Hi!
As a character artist I was suggested to learn Unity3d as a game engine.
I searched, studied it but I can't really find a way to have a material with at least diffuse, alpha, specular and normal input.
I always used marmoset and I love the freedom to have all the maps I want on a model but here I guess Unity is really limited, or is it just me?
I saw somewhere that to have a complex material you need to write it yourself but I coudn't find any tutorial on "how to".
I tried using the "transparency/cutout bumped specular shader" but I can't use the cutout if some parts have the specular black because the cutout masks everything that's black.
Does anyone know a good tutorial about creating and mixing shaders in Unity3D? Or someone could explain to me how to create my own shaders based on the preexisting shaders?
Thanks!
Replies
The default shaders are unusable
..or use a different engine with fewer annoying hoops.
The legacy shaders were built mainly for performance - this particular use-case really highlighting the worst of the concept by having two different maps arbitrarily rolled into one to save on having an extra texture at build-time.
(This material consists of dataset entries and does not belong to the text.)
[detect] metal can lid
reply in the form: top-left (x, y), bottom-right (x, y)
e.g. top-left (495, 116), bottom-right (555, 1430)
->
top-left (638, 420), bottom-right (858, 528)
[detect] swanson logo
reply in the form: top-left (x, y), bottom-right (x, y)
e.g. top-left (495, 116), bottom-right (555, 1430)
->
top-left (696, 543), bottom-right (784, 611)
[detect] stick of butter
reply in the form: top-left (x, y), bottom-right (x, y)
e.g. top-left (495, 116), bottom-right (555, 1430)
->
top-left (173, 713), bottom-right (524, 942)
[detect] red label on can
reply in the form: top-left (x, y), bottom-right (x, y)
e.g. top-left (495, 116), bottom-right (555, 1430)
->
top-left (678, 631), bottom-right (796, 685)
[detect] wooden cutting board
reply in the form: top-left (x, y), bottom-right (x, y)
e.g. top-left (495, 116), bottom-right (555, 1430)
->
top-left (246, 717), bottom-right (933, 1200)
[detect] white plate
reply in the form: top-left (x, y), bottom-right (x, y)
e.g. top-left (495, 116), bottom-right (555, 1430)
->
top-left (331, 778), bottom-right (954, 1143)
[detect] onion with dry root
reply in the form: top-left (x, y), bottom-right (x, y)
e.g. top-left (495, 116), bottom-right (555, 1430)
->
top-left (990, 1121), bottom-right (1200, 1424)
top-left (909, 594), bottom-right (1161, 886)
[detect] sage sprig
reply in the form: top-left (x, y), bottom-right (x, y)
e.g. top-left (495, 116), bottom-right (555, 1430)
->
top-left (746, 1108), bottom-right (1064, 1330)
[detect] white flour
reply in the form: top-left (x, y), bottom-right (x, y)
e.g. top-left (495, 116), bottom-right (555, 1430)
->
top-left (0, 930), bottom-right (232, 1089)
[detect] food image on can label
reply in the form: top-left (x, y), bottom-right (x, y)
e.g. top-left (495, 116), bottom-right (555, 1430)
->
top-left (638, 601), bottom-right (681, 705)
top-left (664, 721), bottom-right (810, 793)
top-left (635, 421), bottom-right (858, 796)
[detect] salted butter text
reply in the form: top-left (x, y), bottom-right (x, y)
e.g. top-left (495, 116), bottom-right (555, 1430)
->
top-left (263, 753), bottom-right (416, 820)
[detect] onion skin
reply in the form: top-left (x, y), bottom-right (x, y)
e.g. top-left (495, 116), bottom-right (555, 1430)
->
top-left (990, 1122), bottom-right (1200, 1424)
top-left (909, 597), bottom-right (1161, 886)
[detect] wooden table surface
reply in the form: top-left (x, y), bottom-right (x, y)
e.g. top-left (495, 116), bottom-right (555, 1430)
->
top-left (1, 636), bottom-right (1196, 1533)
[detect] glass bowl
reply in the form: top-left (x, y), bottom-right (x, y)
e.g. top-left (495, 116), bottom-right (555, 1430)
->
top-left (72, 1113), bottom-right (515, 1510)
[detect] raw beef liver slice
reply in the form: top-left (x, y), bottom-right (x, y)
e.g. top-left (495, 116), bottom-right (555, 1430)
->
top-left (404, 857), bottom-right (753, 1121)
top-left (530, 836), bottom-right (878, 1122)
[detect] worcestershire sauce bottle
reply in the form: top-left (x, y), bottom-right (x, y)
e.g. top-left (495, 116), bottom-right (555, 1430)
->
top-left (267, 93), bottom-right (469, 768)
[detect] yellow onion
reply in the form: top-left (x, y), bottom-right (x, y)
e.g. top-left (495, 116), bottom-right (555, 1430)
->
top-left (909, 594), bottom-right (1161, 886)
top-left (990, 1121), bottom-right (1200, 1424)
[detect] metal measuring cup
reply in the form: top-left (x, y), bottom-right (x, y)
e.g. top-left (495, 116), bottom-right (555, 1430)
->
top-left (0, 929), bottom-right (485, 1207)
That said, though, the new Standard Shader in 5 will be much, much better and more flexible for this kind of thing.
I'll take my time to try every suggestion you gave me.
Another question, is it important for a character artist to know how to write shaders from scratch in unity(or whatever game engine your studio is using)? Or it's a job for programmers or other professionals?
I wouldn't imagine it's common for any artist to need to know shader code for employment, although it's a very good skill to have - most engines will have artist friendly shader editors, ubershaders, or ways of importing node graphs or code from more visual, less code-based shader building programs.